Welche Erfahrungen "Rotkäppchen auf der Flucht" macht, erfahren Grundschulkinder aus Bad Liebenzell während einer Theatervorführung im Rahmen eines Seminars über Flucht und Asyl auf der Burg Liebenzell. Foto: Fisel Foto: Schwarzwälder-Bote

Deutsch-polnische Jugendbegegnung zum Thema Asyl auf Burg Liebenzell / Flüchtlinge führen Theaterstück auf

Von Andrea Fisel

Bad Liebenzell. Der Wunsch nach einem sicheren Zuhause, nach Freiheit, Menschlichkeit und Anerkennung eint alle Menschen. Ganz gleich, ob sie nun eine sichere Heimstätte haben oder ob sie sich auf der Flucht befinden.

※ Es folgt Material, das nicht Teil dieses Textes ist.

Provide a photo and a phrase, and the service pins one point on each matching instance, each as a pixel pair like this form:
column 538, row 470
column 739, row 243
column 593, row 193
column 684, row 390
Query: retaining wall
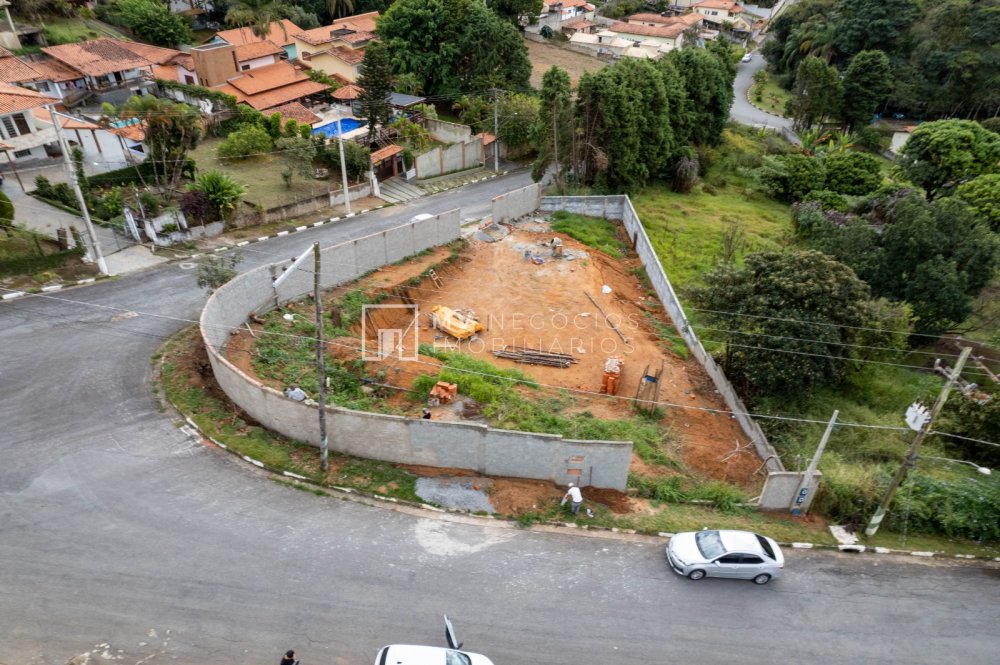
column 517, row 203
column 620, row 207
column 392, row 438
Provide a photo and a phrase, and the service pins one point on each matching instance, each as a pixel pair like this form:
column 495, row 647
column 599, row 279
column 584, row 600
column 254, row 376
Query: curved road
column 121, row 541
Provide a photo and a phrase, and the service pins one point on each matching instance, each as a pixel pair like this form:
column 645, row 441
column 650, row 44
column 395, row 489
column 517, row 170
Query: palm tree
column 258, row 15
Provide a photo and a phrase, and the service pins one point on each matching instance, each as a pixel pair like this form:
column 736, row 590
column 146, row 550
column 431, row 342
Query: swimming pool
column 348, row 124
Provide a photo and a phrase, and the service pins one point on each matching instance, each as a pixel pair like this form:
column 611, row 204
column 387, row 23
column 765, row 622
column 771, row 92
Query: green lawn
column 260, row 175
column 688, row 230
column 773, row 97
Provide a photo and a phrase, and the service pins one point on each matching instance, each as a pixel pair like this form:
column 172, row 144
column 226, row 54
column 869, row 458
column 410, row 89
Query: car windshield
column 709, row 544
column 456, row 658
column 766, row 546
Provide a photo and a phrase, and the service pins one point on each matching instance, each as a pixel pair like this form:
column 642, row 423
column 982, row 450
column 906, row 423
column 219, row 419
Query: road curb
column 569, row 528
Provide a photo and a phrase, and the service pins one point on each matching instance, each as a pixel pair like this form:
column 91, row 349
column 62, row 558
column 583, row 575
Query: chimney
column 215, row 63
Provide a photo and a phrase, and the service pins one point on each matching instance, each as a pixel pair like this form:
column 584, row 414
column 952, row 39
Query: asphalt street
column 123, row 540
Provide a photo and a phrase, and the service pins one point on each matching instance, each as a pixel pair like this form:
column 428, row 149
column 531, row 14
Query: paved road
column 742, row 110
column 120, row 538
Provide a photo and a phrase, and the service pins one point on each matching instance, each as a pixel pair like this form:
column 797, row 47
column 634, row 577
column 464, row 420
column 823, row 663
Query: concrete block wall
column 517, row 203
column 448, row 132
column 620, row 207
column 378, row 436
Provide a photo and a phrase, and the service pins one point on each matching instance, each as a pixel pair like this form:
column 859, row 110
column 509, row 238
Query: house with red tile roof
column 337, row 49
column 22, row 133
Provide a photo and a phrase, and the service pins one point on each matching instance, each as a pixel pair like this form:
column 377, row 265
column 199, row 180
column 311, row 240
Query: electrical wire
column 530, row 383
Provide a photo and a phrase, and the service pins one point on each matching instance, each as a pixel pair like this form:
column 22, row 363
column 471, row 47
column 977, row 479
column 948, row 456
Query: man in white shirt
column 574, row 495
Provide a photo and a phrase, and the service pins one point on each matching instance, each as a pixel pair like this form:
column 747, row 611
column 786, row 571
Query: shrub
column 249, row 141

Das wurde den Mädchen und Jungen der vierten Klasse der Reuchlin Schule Bad Liebenzell sofort klar, während sie auf der Burg Liebenzell in der Vorstellung des Theaterstücks "Rotkäppchen auf der Flucht" saßen.

Das Besondere an dieser Theateraufführung war, dass nicht die Handlung in der bekannten Fassung der Gebrüder Grimm erzählt wurde, sondern dass hier aktuelle Fluchterfahrungen von Kindern und Familien aus unterschiedlichen Herkunftsländern in anschaulicher Form verarbeitet wurden.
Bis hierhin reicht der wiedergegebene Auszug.